Zurück zu Kamerun, ich schrieb kürzlich von einem Blog, den ich sehr interessant fand und siehe da, es gibt dazu einen lesenswerten, wenn auch leicht zeitförmigen Beitrag. Ansonsten wird man wie immer auf profund-sachliche und erholsam nüchterne Weise über das Thema hier informiert. Ich selbst bin eigentlich von Kolonialromantik eher verschont geblieben. Wirklich interessant ist eigentlich nur die Geschichte von Deutsch-Sudwestafrika für mich, weil es dort zu einem wirklichen kulturellen Einfluß kam, gut zu anderem auch, aber das ist eine andere Geschichte.

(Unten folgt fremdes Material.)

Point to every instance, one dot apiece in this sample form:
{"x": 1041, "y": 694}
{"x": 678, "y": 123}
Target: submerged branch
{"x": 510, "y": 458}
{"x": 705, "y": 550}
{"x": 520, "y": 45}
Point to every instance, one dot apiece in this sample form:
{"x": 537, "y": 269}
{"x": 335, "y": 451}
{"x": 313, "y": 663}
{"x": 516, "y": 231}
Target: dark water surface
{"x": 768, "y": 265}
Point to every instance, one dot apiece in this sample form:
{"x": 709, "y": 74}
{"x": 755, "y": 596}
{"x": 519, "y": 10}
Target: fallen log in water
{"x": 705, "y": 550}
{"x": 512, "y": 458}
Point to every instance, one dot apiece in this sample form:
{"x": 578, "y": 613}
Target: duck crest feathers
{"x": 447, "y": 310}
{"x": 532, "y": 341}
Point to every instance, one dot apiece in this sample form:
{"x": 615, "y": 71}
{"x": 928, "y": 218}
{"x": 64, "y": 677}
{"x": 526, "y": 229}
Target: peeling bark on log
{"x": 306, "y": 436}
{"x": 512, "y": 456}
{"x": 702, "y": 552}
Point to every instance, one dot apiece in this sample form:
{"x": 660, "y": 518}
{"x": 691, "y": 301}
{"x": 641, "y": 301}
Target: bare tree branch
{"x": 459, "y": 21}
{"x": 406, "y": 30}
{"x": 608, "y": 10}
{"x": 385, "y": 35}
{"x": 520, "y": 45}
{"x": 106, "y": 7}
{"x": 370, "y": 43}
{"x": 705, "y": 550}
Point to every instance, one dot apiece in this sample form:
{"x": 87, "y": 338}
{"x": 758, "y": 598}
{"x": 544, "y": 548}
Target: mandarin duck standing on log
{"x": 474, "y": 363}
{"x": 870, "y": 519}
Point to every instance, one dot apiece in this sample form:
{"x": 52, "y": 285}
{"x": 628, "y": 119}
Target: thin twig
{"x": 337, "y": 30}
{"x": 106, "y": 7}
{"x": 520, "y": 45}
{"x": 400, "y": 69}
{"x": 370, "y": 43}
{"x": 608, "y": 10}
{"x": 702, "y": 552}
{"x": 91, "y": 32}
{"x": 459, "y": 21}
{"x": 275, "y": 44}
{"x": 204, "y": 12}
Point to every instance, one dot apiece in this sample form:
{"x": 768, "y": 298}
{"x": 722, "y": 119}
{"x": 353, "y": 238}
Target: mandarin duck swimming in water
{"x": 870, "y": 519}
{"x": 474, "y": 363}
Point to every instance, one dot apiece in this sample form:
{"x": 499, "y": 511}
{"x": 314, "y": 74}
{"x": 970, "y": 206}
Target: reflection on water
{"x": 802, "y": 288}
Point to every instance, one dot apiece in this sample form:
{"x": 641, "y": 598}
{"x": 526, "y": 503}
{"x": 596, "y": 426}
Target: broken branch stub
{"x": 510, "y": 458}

Zu Kamerun kann man nur sagen (gefunden auf der zuletzt erwähnten Seite): 1896/97 standen der Ausfuhr von Palmkernen, Gummi, Palmöl etc. im von Wert 3 705 955 Reichsmark Einfuhren von Manufakturwaren, Spirituosen, Tabak etc. im Wert von 5 895 759 Reichsmark gegenüber. Wie Bismarck schon meinte, ein Verlustgeschäft, für das nicht einmal ein angenehmes Klima entschädigte.

1 Kommentar:

Mr. Urs hat gesagt…

Beim Lesen ist mir aufgefallen, dass ich als Kind noch in Kolonialwarenläden einkaufen konnte (obwohl die Schweiz seit Napoléon keine Kolonien mehr hat). In der Pubertät tauchten dann Dritte-Welt-Läden auf, die jetzt plötzlich Weltladen heissen sollen.